Illustration, Warsaw
Database helps Holocaust survivors reclaim Warsaw property
Under a new Polish law, people will have just six months to file claims for more than 2,600 properties in Warsaw after those properties are listed publicly in a newspaper; "There is now a very limited opportunity for some kind of justice for people who suffered so much," said Gideon Taylor, chair of operations for the World Jewish Restitution Organization, which created the database.
A Jewish organization has launched a database aimed at helping thousands of Holocaust survivors or their heirs regain property lost in Warsaw due to World War II and communism.
Under a new Polish law, people will have just six months to file claims for more than 2,600 properties in Warsaw after those properties are listed publicly in a newspaper, something expected to happen soon. Not all of the properties belonged to Jews, but it is believed that many of them did.
Claimants who fail to come forward by the deadline will forever relinquish their rights to any restitution, with the city to assume permanent ownership of unclaimed properties.
Jews of Poland
"There is now a very limited opportunity for some kind of justice for people who suffered so much," said Gideon Taylor, chair of operations for the World Jewish Restitution Organization, which created the database.
The new law, which entered into force in September, affects people who had property in Warsaw that they tried to reclaim after the war. At that time, the communist regime seized much of the prewar property, of Jews and non-Jews alike, making it impossible in practice for anyone to reclaim it until communism fell in 1989.
In the years since then, some original owners have reclaimed lost property in complicated legal proceedings, but it has been more difficult for the Jews who fled Poland and settled abroad.
As the problem continues to fester, the city of Warsaw this year compiled a list of 2,613 street addresses that will be open to be claimed, but does not give the names of the original owners.

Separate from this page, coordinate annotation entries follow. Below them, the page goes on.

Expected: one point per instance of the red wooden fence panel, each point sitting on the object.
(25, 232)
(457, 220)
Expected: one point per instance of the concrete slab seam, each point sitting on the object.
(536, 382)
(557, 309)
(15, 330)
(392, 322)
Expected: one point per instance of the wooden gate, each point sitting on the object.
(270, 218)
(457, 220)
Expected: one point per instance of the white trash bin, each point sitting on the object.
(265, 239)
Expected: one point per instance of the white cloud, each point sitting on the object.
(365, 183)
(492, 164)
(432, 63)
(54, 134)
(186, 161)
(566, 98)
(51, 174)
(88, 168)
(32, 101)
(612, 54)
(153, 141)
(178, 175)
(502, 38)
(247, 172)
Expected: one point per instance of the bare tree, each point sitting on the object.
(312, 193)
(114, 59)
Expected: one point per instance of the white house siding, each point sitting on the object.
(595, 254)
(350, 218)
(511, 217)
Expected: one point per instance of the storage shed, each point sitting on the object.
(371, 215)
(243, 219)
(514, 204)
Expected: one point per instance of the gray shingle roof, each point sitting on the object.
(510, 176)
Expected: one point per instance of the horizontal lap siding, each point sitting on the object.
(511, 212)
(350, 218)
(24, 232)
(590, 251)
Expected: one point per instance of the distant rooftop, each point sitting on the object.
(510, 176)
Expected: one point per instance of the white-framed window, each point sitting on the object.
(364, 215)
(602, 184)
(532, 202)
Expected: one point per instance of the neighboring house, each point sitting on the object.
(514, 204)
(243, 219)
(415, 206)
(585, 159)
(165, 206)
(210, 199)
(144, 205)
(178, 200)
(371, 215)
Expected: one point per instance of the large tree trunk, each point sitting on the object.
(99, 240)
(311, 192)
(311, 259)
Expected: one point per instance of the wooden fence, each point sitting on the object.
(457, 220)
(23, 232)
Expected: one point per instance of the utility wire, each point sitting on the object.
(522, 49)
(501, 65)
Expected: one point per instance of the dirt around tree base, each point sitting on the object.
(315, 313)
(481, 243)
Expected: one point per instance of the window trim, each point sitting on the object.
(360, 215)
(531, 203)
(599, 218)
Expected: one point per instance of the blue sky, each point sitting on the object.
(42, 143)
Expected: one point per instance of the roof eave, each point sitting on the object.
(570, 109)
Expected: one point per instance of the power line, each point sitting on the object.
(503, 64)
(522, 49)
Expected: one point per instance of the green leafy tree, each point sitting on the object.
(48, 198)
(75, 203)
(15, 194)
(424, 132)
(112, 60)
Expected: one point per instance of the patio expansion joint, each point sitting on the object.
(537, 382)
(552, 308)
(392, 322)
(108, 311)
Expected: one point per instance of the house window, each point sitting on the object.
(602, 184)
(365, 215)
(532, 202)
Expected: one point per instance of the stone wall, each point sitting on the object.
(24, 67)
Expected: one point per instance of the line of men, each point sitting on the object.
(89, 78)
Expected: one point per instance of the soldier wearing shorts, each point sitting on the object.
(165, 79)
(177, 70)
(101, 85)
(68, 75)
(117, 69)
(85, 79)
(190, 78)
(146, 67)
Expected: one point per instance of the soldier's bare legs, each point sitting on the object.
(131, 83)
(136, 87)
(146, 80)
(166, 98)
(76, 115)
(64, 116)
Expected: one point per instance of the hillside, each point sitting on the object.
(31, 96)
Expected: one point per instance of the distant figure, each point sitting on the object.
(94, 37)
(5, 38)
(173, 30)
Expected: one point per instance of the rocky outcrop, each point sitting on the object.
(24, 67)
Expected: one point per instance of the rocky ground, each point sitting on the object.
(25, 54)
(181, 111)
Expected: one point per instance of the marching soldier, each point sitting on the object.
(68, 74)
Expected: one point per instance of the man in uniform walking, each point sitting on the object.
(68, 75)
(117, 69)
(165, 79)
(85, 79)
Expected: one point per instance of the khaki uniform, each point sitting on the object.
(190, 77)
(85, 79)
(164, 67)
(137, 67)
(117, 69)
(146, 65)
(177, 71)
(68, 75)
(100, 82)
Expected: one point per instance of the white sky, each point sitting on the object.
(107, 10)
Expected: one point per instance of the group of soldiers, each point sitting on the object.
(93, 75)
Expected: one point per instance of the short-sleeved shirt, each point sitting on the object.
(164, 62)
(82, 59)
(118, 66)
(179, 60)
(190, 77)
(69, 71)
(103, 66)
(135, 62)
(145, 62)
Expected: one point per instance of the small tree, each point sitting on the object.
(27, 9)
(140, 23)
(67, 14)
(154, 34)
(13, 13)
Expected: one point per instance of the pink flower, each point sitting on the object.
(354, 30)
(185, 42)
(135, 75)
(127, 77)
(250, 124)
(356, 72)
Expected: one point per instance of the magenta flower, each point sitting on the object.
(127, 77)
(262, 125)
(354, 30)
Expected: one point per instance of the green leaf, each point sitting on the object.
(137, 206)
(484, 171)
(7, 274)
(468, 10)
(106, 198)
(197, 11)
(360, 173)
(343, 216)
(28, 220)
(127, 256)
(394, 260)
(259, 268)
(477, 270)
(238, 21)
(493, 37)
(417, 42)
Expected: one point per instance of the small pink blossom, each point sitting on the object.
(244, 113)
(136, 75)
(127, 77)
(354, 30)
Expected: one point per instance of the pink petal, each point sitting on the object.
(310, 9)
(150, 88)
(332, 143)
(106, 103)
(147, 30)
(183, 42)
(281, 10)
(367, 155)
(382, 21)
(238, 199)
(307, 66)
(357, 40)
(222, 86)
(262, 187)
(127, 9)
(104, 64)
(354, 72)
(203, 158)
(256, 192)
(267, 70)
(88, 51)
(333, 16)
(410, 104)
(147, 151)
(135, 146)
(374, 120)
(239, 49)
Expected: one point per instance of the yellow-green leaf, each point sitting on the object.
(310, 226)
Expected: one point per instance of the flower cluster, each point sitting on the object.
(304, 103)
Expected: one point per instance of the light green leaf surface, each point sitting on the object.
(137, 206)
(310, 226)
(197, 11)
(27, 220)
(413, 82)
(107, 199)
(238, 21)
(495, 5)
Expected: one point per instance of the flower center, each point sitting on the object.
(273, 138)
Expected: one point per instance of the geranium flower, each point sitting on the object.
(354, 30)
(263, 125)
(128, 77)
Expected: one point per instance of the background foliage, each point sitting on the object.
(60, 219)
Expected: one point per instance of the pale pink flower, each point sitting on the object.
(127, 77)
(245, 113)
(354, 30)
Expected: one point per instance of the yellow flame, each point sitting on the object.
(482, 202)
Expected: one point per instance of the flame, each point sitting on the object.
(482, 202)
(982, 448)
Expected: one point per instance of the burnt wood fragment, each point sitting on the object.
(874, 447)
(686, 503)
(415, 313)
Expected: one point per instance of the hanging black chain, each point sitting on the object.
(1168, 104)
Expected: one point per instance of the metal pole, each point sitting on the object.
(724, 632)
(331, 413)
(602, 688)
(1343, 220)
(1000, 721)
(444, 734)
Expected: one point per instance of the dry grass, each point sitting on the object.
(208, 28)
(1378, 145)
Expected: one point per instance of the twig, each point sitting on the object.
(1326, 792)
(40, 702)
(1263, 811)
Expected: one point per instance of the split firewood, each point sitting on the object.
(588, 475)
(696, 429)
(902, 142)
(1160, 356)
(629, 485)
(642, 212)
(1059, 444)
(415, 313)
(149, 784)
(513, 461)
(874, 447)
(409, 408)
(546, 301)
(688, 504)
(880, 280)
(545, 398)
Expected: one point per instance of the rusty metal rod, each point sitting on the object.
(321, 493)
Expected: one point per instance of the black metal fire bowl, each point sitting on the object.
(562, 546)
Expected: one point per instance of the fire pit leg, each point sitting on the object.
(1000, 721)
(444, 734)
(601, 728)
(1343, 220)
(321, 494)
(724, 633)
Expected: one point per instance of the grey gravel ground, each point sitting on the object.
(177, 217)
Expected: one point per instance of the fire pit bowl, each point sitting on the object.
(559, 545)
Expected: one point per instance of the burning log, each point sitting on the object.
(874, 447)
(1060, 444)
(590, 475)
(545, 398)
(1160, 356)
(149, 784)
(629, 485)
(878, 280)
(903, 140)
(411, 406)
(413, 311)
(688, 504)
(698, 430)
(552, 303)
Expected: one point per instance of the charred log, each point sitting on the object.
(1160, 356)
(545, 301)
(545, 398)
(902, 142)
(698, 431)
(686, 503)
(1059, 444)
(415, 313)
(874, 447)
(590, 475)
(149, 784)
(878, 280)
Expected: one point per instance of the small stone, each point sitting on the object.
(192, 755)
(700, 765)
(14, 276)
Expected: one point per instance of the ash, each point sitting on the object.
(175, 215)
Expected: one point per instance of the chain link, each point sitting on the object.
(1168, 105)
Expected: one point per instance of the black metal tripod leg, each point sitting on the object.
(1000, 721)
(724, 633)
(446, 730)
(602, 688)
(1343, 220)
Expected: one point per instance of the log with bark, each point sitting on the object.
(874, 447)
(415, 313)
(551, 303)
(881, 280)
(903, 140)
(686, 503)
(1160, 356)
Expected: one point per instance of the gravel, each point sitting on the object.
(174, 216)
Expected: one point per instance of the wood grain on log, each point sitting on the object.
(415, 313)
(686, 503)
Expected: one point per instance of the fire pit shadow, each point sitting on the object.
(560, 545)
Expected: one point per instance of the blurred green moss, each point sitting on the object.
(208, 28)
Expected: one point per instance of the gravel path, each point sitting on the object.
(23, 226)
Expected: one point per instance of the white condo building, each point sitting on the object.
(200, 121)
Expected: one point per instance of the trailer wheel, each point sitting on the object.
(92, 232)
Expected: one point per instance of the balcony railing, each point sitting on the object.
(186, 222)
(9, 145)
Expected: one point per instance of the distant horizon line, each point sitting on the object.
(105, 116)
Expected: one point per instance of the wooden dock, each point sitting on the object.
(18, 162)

The new database matches the street addresses with the names found in historical records.
Taylor says it's not clear how many of those properties were Jewish, but he believes a significant number must be because Warsaw was 30 percent Jewish before the war and Jews were well-represented in the professional and property-owning classes.
Before the war Poland was home to about 3.3 million Jews, the largest Jewish community in Europe and the second-largest in the world after the United States. Most of them perished in the Holocaust.
Poland is the only European Union country that has so far failed to pass a national law that returns property to Holocaust survivors and the others dispossessed by the war or communism.